The practitioner was the part and then sole owner of a pharmacy in Sydney’s west, and two years after becoming the sole owner in 2006 he commenced practising as a GP at a surgery next to the pharmacy.
From that time in 2008, he stopped working at the pharmacy other than in a management role.
In January 2016, his prescribing of various S8 drugs of addiction attracted the attention of the Pharmaceutical Regulatory Unit of NSW Health, which subsequently complained to the HCCC.
In May 2016, he voluntarily surrendered his S8 prescribing rights and in August 2016, the Medical Council of NSW conducted proceedings in which it determined that he not possess, supply or administer any S8 or S4D drug.
It also determined that he should authorise consent to exchange of information between the Council, Medicare Australia and the PRU. The conditions also included a condition that the practitioner authorise the Council to notify the practitioner’s then employer, or any future employer, of any breach of the conditions.
In July 2019, the HCCC commenced disciplinary proceedings against him as a GP, while proceedings against him as a pharmacist have also been commenced, but not yet heard or determined.
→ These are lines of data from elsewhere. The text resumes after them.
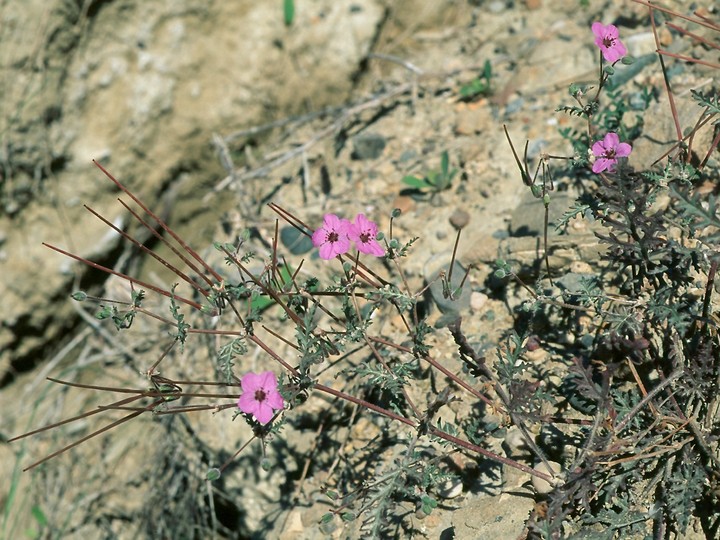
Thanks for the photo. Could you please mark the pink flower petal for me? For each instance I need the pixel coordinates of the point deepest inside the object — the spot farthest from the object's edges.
(623, 150)
(602, 164)
(611, 140)
(250, 382)
(264, 412)
(247, 403)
At the time of the 2020 hearing, the practitioner had sold his interest in the pharmacy, which he said was at a loss because the practice owners refused to extend the lease.
He has been practising as a solo GP in his own practice, and said he had tried but failed to have other GPs work alongside him at the practice.
The Tribunal heard that this case highlighted a “tragic and significant problem for many persons in the Australian community”.
“These persons are the cohort of patients, many of whom suffer chronic pain, and who may, or often have, become addicted to opioids obtained by them legally on prescription from a medical practitioner.
“The adverse consequences of addiction to these drugs for the patients, their families and the community cannot be underestimated.”
In one case, the practitioner had prescribed oxycodone on 33 occasions, fentanyl on 80 occasions and buprenorphine between December 2011 and November 2015; he admitted that he did not prescribe for an appropriate therapeutic purpose, that he did not properly assess the patient or conduct an adequate examination before prescribing.
The practitioner also admitted he did not implement a pain management plan and that he prescribed to a drug dependent person without proper authority.
For another patient, he admitted prescribing alprazolam on 18 occasions on average every month between July 2014 and April 2016.
Another patient was prescribed fentanyl on 72 occasions: on average, twice a month in 2012 to 2013, and with increased frequency (three times per month) in late 2014 and 2015. The practitioner prescribed oxycodone on four occasions in 2012 and Tramadol on four occasions, three of which occurred in 2015.
Another patient, a war veteran, was prescribed fentanyl on 23 occasions between March 2014 and April 2015, and the practitioner noted in this patient’s records that he would not prescribe for him again and that he had directed him to find another GP.
However he continued to prescribe patches for this patients until the patient went overseas. Another doctor in the practice had already refused this patient oxycontin in 2013 and noted this in his file.
In its decision in March 2020, the Tribunal found the complaints proved, that it amounted to professional misconduct, and did not accept the practitioner’s explanations for his failure to manage their drug seeking behaviour.
The Tribunal formally reprimanded him, suspended his registration for six months and imposed various practice restrictions to take effect when his suspension ends, including that he be subject to a performance assessment and be supervised.